Bu fenomen insanlarda bağlanma yoluyla tanımlanmıştır. Bu kavram, insan yavrularının bağlanma figürleriyle nasıl ilişki kurduğunu inceleyen İngiliz psikiyatrist John Bowlby tarafından formüle edildi. Yaşamın ilk yıllarında çevreyi keşfetmeye ve sembolik oyun gibi davranışların gelişmesine olanak tanıyan temel güvenlik arayışı içindedir. Bağlanma, anne-çocuk ilişkisini anlamanın anahtarıdır ve başkalarıyla nasıl etkileşim kurduğumuzu belirleyen bir olgu olarak ortaya çıkar. Yetişkin yaşamı bir kez geldiğinde (her ne kadar ötesinde şekillenen diğer yapıcı deneyimler yoluyla modüle edilebilse de) çocukluk).

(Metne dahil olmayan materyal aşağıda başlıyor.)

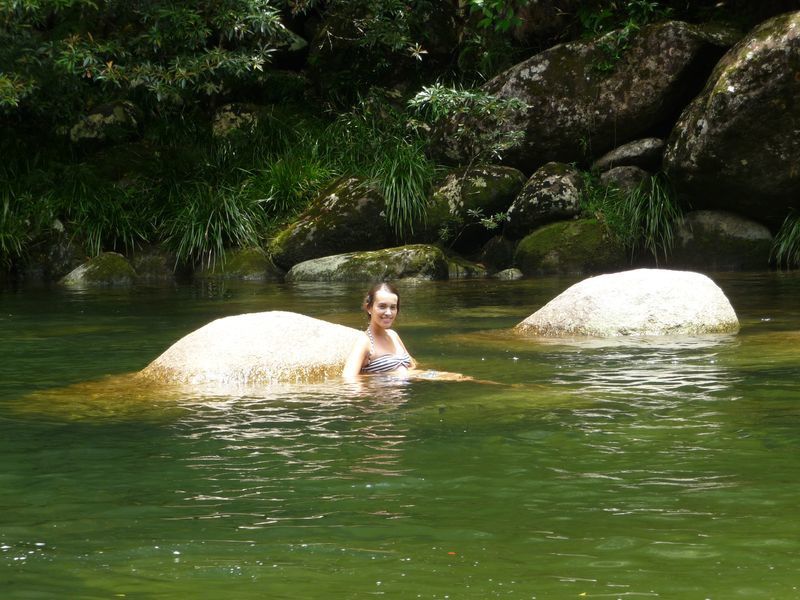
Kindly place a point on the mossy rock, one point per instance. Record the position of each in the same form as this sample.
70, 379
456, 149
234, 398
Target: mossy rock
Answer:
347, 217
462, 195
415, 261
113, 122
154, 264
498, 253
248, 264
581, 246
106, 269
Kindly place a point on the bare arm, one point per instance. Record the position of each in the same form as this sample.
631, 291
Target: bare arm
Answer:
400, 343
358, 355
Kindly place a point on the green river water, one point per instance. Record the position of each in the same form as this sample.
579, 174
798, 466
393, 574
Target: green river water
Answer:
623, 469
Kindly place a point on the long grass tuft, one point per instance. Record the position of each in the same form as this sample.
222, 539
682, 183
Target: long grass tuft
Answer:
644, 219
208, 220
786, 245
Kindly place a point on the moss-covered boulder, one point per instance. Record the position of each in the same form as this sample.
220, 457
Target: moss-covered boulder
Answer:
498, 253
248, 264
415, 261
736, 146
642, 302
52, 255
341, 65
154, 264
236, 119
581, 246
104, 270
553, 193
577, 99
645, 154
625, 178
718, 241
113, 122
347, 217
465, 197
255, 349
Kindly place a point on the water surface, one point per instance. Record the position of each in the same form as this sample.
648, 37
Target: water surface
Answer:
622, 469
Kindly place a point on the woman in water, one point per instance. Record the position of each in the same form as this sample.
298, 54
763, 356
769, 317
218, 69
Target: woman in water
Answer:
380, 349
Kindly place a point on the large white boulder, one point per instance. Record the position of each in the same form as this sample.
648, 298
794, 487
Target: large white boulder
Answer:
642, 302
256, 348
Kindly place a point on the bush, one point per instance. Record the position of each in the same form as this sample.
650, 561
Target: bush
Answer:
786, 245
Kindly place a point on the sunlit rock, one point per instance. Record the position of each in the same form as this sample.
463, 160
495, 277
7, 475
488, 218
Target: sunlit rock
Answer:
256, 348
642, 302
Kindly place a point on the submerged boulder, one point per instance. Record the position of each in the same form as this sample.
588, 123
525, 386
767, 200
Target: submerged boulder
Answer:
642, 302
256, 348
735, 147
106, 269
416, 261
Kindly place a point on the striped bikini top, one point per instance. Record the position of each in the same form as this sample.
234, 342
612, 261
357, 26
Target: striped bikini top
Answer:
385, 363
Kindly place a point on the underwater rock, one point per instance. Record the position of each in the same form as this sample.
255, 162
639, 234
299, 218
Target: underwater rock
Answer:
642, 302
553, 193
256, 348
106, 269
415, 261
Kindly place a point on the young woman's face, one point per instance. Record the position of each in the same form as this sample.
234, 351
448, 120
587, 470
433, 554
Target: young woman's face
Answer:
384, 309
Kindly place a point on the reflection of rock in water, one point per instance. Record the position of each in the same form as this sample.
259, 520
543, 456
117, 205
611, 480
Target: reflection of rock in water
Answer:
131, 397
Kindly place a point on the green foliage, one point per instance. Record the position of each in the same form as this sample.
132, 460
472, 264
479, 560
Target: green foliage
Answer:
617, 22
435, 103
403, 177
169, 52
374, 141
499, 15
641, 220
13, 229
786, 245
103, 216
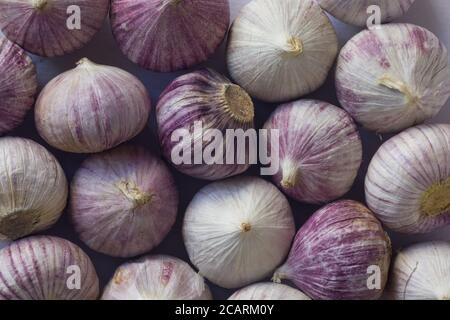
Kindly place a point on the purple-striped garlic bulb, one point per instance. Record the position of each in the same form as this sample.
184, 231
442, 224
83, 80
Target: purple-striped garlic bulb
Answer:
421, 272
33, 188
52, 27
341, 252
156, 278
238, 231
358, 12
408, 180
123, 202
18, 85
320, 150
393, 76
169, 35
281, 50
92, 108
190, 109
46, 268
268, 291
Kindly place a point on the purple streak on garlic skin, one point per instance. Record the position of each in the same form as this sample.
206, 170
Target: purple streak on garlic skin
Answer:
333, 251
123, 202
393, 76
92, 108
18, 85
212, 99
40, 26
169, 35
156, 278
408, 181
39, 268
320, 150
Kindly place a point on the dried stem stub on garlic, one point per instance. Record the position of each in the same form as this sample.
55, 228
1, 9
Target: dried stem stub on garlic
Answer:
281, 50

Tüm bu örnekler, son yıllarda insan etolojisinde ortaya çıkan ve bize bir şeyi hatırlatan çok çeşitli varsayımların sağduyulu bir fırça darbesidir. şunu asla unutmamamız gerekirdi: Bizler çok özel bir beyne sahip bir primatız, ama doğaya ya da evrimin var olan her şey üzerinde uyguladığı güçlere yabancı değiliz. canlı.
Bibliyografik referanslar:
- Leedom, L. (2014). İnsan Sosyal Davranış Sistemleri: Birleşik Bir Teori. İnsan Etoloji Bülteni. 29, 41-49.
- Martínez, J.M. (2004). İnsan Etiği. Isagogé, 1, 31-34.